Per diem – I have a 600 mile commute.

Experience – just keep rapping my small town mayor experience, America has a lot of small towns, and parents who’d like to think their children could grow up to become President or Vice President.

White House Ready – Yes, I live in a red house now.

3:00 am phone call – I’m up for Trig’s 3:00 am feeding anyway.

Tina Fey lookalike – So your good old boy lefty buddies at the Hollywood writers guild called a strike last winter that shut down Tina Fey’s show and cost her millions of dollars. Maybe she can make some of that money back appearing on SNL like she did last March (bitches get stuff done). Never piss off someone who writes jokes better than you.

Bristol and Trig – Am I going to have to deliver a Nixon-esque Checkers speech? Yes, you knock me out if you could prove Trig was really by daughter Bristol’s baby not mine. Keep in mind as you dig for evidence that I may have pictures from the delivery room. Knock yourself out.

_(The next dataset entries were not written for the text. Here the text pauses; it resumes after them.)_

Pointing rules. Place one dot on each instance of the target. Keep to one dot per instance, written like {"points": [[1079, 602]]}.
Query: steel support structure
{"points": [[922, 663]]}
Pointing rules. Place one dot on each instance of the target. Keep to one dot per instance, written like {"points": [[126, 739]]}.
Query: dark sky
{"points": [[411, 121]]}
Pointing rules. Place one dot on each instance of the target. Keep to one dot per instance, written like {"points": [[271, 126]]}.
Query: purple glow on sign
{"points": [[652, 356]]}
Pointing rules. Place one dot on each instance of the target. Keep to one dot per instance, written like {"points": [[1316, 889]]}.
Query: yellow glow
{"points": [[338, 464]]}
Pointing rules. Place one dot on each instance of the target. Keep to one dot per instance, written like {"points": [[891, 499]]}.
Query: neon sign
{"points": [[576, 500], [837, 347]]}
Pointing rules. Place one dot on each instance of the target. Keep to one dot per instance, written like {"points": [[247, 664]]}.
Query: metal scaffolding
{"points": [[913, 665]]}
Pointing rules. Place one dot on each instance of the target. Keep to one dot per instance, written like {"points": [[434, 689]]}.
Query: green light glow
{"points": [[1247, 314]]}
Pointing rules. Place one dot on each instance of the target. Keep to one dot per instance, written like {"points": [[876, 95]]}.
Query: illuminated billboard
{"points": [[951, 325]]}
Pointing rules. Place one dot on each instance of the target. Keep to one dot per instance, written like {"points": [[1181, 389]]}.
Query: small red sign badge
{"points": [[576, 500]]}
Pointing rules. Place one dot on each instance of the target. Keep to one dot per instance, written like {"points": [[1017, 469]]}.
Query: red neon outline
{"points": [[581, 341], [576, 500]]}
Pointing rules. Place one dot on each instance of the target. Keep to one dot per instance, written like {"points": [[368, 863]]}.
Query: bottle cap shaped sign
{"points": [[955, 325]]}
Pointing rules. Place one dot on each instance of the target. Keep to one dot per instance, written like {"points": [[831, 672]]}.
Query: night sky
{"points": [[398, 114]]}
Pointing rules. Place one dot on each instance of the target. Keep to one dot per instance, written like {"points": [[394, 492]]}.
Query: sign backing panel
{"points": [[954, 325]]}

This is getting hard to watch here in Obama country. In just two weeks she has torn Obama’s message of hope and change to pieces, then knitted it into a new dress to wear herself, and now she is on the verge of turning Obama’s new politics into a cynical sham. And every time some media pundit rings one of these issues, another small town voter in the heartland decides to vote for Sarah Palin. The states on the electoral vote projection maps are turning from light red to red, white to light red, light blue to white, and so on.